No entanto, se um comprador (ou investidor) confia razoavelmente nas declarações da empresa, que se comprovam factualmente falsas, e sofre danos por causa da confiança razoável em tais declarações, isso constitui fraude.
Em outras palavras, puffery define uma afirmação subjetiva; declaração falsa define uma afirmação objetiva, diz o LII.
Isso está decidido desde 1892, quando a Suprema Corte julgou o caso Carlil v Carbolic Smoke Ball Company, de acordo com o site Open Legal.
A empresa anunciou um dispositivo que prevenia resfriado e gripe, durante um surto de influenza. E prometeu pagar US$ 100 a quem usasse o dispositivo e contraísse a doença. Para garantir a promessa, fez um depósito de US$ 1 mil. Carlil comprou o dispositivo, pegou a gripe e cobrou os US$ 100. A empresa se recusou a pagar.
Nesse caso, a corte introduziu a tese da “sinceridade” das declarações. Ela decidiu que “qualquer declaração feita com sinceridade transmite uma oferta, pois a linguagem não era tão vaga que o consumidor não pudesse interpretá-la como uma promessa”.
Segundo os peticionários, entre as diversas promessas feitas por Musk para atrair investidores estavam: para a Tesla, “segurança é um recurso supremo”; os carros da Tesla são “absurdamente seguros”; o sistema de “piloto automático (autopilot) é super-humano”; e “queremos chegar tão perto da perfeição quanto possível”.
Os investidores alegaram que essas declarações não foram meramente puffery. Por exemplo, o “super” em “super-humano” não é puffery porque indica que o carro autodirigível da Tesla é mais seguro do que um humano; e “absurdamente seguro” também transmite a ideia de que são mais seguros do que a segurança de humanos”.

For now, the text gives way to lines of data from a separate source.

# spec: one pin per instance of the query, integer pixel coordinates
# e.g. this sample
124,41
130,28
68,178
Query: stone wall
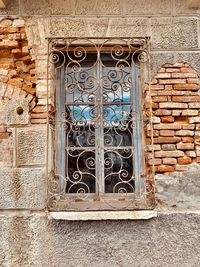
28,236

Os advogados de Musk contra-argumentaram que, de qualquer forma, essas declarações são tão vagas que um investidor não poderia acreditar nelas. Elas expressam apenas otimismo corporativo, não podendo ser verificadas objetivamente.
Musk ganhou uma batalha…
Em todo caso, a batalha judicial entre a Tesla e os investidores desiludidos ainda não chegou ao fim. A juíza concedeu aos acionistas um prazo até o próximo dia 30 para eles protocolarem na corte uma versão mais apropriada de suas queixas contra a empresa e Elon Musk .
Assim, o processo continuará a tramitar paralelamente a uma ação coletiva movida por consumidores, que também se queixam de terem sido enganados pelo marketing da empresa sobre os recursos do carro autodirigível.
Além disso, a Tesla está sob investigação de um órgão federal, que examina possíveis defeitos no sistema de piloto automático do carro autodirigível. E a Comissão de Valores Mobiliários (SEC, na sigla em inglês) investiga se a empresa fez declarações falsas sobre sua tecnologia de direção automática.